I believe non-leather gear is best for a few reasons. Mainly because I don’t want to wear an entire cow. But also because leather is cold in the winter and hot in the summer. It absorbs sweat and other smells. If it gets wet it stinks, and more importantly, it loses its strength after being wet. With cordura, lorica, and kevlar as options, I wouldn’t choose leather. The Cadillac of motorcycle suits, the Aerostitch Roadcrafter is cordura, a non-leather material.

Jackets – Fieldsheer, Joe Rocket, Dainese, Tourmaster, Icon, and similar brands all offer jackets made of cordura, a tough, tear-resistant fabric that helps keep out the rain and wind. The jackets often have zippered flaps to let air through if it gets warm outside, and they usually have removable linings, making them great all-season jackets. There are even mesh summer jackets available that are still strong in a crash. When you buy a jacket, get one with armored elbows and shoulders–and make sure the sleeves are long enough when you reach forward.

Pants – The same companies that make jackets make pants. Again, get a pair with armor. If you buy cordura pants from the same manufacturer as your jacket, you can zip them together at the waist for a snug fit. I always wore riding pants over my jeans because denim will last about five feet on the cement before it rips to shreds. The goal is not to crash, but if you do find yourself sliding across asphalt at 50 miles an hour (as I once did), you’re going to want more between your skin and the road than cotton. Trust me!

Gloves – A lot of gloves are made of leather–but some aren’t. I wore armored gloves with Clarino and Kevlar with carbon fiber knuckles to protect my hands. Even a bug bouncing off your finger will hurt when you’re at highway speeds. You can find warm winter gloves as well as airy summer ones from companies like Spidi, Alpinestars, Aerostitch and Scorpion.

Boots – This might be the toughest category to shop vegan but it’s not impossible. I wore lorica boots by Sidi that kept out the rain and protected my foot. The main things to look for is a boot that is sturdy, covers the ankle, and has a slim toe profile (so you can get your foot under the shifter. Try to get a pair without laces. If yours are lace-up, always tuck the laces into your boots so they don’t get caught on anything. Don’t wear steel-toe boots. They’re usually too bulky to shift smoothly and I’ve heard bad things about how the steel can cut if your boot is bent back (as could happen in a collision).
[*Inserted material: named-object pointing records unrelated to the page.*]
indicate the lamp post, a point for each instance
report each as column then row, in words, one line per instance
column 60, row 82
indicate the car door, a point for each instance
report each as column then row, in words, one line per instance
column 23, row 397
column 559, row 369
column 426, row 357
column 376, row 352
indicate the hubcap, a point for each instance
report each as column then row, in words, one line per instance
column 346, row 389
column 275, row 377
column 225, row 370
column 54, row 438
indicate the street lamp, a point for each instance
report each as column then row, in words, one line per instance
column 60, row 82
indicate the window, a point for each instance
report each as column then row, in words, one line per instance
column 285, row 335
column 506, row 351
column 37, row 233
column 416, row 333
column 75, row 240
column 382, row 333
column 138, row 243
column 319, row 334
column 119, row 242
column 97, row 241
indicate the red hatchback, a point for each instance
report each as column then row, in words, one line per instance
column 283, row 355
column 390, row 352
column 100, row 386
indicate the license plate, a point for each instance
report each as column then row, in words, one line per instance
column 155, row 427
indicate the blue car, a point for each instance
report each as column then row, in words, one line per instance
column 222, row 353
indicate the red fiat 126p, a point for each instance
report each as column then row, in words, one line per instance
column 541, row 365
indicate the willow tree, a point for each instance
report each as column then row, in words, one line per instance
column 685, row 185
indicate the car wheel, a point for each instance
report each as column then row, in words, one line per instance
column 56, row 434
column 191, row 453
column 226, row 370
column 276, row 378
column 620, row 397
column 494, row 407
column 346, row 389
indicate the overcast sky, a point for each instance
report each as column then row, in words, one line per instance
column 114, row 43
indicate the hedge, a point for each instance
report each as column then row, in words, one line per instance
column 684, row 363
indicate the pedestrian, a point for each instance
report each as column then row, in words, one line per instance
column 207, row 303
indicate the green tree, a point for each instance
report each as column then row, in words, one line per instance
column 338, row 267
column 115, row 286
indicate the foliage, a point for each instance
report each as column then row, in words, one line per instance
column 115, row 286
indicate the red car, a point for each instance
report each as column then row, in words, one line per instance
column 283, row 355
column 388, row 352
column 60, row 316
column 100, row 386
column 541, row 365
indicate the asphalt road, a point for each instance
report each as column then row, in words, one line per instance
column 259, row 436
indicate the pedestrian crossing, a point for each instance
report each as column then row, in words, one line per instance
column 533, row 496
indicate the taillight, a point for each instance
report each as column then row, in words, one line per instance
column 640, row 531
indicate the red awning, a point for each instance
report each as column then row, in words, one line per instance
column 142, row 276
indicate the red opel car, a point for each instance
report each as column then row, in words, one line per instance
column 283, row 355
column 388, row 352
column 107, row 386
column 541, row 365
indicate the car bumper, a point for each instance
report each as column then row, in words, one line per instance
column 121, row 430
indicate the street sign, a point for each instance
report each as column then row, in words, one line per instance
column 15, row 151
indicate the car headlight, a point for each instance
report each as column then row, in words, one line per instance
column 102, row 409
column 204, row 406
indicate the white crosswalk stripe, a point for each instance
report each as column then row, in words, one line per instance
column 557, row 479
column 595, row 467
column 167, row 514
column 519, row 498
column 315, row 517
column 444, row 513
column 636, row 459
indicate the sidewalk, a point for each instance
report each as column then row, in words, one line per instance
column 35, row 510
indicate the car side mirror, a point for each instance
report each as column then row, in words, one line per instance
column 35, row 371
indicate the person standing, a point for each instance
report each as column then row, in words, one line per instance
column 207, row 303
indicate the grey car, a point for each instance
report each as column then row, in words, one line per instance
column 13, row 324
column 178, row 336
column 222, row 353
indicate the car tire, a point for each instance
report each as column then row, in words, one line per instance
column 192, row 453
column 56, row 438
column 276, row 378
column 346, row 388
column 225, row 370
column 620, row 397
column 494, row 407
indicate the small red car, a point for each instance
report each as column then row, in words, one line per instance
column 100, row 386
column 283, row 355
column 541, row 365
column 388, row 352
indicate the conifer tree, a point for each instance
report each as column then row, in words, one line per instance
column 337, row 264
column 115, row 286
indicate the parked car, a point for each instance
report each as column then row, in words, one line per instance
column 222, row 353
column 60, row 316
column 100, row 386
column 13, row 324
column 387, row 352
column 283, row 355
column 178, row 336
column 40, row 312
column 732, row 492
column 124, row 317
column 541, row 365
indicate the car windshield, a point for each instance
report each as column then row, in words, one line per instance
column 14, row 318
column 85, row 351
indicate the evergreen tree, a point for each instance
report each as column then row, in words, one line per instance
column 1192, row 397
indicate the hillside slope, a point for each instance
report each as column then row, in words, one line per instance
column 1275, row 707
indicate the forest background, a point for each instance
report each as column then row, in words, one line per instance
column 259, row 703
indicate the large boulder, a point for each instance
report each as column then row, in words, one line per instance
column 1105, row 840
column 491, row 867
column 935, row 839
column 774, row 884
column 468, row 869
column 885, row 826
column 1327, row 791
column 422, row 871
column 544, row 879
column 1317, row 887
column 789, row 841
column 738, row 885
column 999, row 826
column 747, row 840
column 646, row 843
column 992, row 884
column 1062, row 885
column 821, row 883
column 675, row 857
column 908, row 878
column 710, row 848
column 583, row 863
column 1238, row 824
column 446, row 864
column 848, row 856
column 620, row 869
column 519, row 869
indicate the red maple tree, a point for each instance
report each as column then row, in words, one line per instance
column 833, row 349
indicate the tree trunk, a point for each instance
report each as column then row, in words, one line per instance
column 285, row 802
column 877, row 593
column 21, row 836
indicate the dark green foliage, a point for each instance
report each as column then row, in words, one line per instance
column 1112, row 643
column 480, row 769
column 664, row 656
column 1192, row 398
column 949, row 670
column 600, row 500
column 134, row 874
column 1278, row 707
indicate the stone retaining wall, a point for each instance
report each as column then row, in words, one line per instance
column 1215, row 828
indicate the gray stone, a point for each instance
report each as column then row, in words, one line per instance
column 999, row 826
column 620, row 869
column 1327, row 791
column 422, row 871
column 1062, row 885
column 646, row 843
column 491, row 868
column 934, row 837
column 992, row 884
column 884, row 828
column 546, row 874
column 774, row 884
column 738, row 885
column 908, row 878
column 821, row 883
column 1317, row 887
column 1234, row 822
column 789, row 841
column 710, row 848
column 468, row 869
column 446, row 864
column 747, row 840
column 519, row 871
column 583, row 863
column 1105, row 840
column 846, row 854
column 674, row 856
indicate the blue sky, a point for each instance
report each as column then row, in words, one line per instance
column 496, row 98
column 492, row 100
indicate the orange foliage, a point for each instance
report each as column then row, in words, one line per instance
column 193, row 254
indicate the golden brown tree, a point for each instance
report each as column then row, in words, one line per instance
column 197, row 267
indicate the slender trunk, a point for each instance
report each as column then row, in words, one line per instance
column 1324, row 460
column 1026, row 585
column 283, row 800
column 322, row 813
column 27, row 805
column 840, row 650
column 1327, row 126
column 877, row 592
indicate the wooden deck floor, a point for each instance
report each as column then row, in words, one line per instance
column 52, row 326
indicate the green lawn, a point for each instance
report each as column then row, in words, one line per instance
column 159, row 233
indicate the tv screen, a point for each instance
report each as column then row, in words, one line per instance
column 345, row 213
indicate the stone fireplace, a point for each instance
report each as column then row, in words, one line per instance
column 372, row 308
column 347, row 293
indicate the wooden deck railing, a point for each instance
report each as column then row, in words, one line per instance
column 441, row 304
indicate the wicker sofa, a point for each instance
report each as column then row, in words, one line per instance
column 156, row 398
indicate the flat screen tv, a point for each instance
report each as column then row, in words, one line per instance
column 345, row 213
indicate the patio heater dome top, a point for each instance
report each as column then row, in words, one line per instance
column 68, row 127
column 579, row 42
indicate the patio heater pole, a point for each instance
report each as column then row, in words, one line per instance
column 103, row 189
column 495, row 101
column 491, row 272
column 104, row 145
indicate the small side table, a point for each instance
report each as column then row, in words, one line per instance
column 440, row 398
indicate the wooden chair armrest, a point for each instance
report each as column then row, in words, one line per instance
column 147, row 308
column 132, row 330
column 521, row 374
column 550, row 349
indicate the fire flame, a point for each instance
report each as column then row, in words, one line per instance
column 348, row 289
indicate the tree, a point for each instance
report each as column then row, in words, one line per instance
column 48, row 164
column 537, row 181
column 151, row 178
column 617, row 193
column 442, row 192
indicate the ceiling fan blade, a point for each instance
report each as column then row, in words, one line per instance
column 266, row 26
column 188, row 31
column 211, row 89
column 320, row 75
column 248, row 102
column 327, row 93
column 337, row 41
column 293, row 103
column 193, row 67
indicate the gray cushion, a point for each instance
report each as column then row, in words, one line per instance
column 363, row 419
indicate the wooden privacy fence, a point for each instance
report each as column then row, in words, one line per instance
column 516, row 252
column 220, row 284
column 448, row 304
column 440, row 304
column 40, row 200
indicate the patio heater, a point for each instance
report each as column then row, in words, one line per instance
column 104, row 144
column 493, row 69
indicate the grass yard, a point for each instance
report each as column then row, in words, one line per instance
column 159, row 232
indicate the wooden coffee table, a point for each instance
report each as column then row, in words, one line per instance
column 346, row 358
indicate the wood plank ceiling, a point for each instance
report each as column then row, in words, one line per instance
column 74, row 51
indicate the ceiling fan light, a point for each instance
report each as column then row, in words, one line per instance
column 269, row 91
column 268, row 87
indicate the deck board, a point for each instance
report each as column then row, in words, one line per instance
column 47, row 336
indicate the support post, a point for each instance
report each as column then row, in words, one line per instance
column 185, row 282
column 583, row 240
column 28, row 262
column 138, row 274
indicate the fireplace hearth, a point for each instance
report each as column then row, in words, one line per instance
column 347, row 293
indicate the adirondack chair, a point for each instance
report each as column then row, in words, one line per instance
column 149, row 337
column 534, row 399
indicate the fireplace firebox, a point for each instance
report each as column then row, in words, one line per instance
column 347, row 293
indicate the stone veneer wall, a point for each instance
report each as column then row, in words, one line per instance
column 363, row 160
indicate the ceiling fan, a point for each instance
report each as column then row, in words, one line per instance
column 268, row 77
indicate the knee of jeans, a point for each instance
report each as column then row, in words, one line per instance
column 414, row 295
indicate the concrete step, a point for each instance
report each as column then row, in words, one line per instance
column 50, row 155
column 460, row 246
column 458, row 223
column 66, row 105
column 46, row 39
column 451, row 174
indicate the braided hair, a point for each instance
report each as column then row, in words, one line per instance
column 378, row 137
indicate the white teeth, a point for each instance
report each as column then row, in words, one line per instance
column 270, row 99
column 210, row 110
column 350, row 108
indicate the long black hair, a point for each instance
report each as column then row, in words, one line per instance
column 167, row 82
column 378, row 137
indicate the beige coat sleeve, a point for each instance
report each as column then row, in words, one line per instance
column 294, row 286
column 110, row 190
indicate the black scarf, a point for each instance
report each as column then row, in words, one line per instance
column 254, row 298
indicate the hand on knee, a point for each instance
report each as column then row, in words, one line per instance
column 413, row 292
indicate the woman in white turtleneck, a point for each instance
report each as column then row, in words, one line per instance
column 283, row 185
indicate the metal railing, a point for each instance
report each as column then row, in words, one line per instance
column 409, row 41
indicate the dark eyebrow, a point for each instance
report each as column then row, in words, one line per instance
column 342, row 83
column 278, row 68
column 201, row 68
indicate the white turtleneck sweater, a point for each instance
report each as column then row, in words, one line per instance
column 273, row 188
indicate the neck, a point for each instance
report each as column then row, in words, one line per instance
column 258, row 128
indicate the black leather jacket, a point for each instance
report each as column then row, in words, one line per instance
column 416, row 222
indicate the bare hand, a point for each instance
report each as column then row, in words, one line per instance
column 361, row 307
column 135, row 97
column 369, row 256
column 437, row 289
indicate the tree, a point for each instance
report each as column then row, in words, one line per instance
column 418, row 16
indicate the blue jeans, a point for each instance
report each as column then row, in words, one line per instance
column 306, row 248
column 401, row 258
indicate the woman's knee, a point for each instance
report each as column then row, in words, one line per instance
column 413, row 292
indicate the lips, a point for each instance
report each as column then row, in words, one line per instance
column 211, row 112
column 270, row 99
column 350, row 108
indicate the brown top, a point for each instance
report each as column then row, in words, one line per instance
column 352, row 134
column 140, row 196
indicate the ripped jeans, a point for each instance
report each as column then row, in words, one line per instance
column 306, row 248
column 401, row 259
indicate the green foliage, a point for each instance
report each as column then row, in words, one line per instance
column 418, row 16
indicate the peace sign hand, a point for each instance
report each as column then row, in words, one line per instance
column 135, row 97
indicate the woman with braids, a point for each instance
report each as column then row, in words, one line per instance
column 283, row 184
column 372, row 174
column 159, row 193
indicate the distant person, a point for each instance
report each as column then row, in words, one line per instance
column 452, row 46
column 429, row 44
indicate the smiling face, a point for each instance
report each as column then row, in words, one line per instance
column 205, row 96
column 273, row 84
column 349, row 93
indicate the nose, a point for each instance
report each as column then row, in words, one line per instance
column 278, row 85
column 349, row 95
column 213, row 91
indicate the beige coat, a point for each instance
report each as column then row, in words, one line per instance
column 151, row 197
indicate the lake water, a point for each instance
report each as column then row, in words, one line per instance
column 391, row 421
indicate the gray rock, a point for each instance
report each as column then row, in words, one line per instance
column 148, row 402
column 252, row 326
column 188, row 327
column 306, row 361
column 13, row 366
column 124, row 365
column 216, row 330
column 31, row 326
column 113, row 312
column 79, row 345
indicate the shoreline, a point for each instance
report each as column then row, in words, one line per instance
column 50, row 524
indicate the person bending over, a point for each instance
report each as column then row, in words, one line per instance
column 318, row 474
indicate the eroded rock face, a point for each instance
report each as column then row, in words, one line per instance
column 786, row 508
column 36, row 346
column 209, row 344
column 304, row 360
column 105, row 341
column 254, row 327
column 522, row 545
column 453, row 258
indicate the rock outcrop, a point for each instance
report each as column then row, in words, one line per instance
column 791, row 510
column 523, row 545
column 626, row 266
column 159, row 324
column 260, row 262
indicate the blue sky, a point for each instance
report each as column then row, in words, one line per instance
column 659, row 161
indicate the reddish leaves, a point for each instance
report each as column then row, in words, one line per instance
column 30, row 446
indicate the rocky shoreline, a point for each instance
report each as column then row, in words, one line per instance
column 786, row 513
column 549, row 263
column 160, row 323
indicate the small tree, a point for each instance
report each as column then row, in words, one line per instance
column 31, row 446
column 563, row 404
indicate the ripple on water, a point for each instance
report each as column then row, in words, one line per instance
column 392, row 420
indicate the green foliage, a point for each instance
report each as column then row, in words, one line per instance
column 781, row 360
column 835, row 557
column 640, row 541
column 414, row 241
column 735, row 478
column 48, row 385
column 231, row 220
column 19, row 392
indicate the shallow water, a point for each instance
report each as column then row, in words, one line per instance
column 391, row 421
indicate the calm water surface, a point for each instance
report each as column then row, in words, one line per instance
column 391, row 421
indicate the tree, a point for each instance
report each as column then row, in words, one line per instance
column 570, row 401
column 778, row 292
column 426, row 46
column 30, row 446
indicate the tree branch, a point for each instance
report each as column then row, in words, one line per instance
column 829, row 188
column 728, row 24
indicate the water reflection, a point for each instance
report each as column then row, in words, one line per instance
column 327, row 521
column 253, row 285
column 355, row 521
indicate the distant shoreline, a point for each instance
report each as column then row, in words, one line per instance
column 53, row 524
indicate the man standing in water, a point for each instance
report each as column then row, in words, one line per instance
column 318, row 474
Helmets, unless the chin strap is leather, are vegan, as was the back protector I always wore under my jacket. Like I said, safety first!

I wore my vegan gear to track days, which is a track environment for race enthusiasts but isn’t an actual race. I’m not sure what the official rules are for races. Tracks might require leather. You could always scour Craigslist and eBay for used gear if you need leather as a track requirement. There are a lot of Rossi-wannabes who quit riding and sell their almost-new gear.

For the 98% of riders who don’t race, the vegan route is completely possible–even for fun on the track. Check out online stores like Motorcycle Superstore and Motosport.com to get started. Your local bike shops probably carry popular brands as well (or can order them).

I always wore all my gear–even on a quick run to the grocery store. The saying, “better sweat than bleed” is true. Motorcycle gear isn’t cheap, but walking away from a crash is priceless.